Mlliyet Milliyet Blog Milliyet Blog
 
Facebook Connect
Blog Kategorileri
 

09 Ağustos '08

 
Kategori
Deneme
 

Devrilen devrim -son-

Devrilen devrim -son-
 

("Devrilen Devrim -2-"den devam.....)
Tarihin harabeler ve cesetlerin arasında soylu bir soğukkanlılıkla yürümesi, insanlığın ilerlemesi sayılıyor. Ölü yapraklara kim aldırır.

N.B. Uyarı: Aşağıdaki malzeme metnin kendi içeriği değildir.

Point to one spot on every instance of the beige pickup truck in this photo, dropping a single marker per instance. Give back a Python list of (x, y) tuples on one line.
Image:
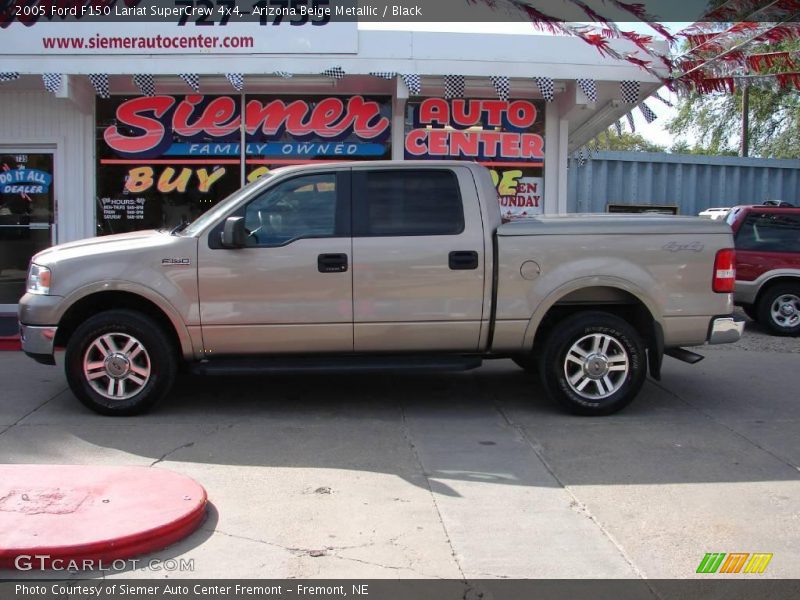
[(381, 265)]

Kapitalizme sözde baş kaldıran can sıkıcı komünizmi, ve komünizme karşı savaşı hak sayan sözde özgür kapitalizmi tanıdık. İkisi de köle etmeden, insafsızca sömürü düzenidir; kişiyi kendine ve doğaya yabancılaştıran bencil birer üretim tapınağıdır. Yığın yığın insanları popolarının altına yastık eden ‘büyük’ adamların özgürlüğüdür.

Ben artık bu özgürlüğü etimle ve kanımla beslemek istemiyorum. Ayrıcalıklıların özgürlüğünü korumak için kurulu sözde “özgürlük” devletini istemiyorum. İnsan hakları üzerine yapılandırılan özgür Amerikan anayasasının uzun süre Amerika’da yaşayan zencilerin köleliğini onaylamış olması bile, “özgür” kapitalist toplumun çıkarcı ve yanlı niteliğini açıkça gösterir. Bugün dahi bir Amerikan vatandaşı diğer dünya insanlarından üstün tutulmaktadır. Aslında en iyi kapitalist düzende bile sermaye büyüklüğü kadar, emek de sermayeye hizmet faydası kadar özgürdür. Komünizm desem, o da bir devlet kapitalizmine dönüştü ve iflas etti. Her şeye rağmen artık ne devrim kaldı ne de dünya emekçilerini kurtaracak kahraman devrimciler; ama evrim asla durmuyor; o süregidiyor, ve ben eski devrimci artık evrimin hizmetçisi geçiniyorum.

İyi bir evrimci, devletin özgürlüğü yerine bireyin özgürlüğünü amaçlayan toplumsal düzen ve sistemlerin kurulmasına ve işletilmesine hizmet eder; ancak anarşistler gibi bireysel özgürlüğün sınırlarını kaldırmayı değil, onun sınırlarını belirleme özgürlüğünü ister; ve genişleyen özgürlüğün herkes tarafından kullanılabilir kalitede olmasına titizlenir.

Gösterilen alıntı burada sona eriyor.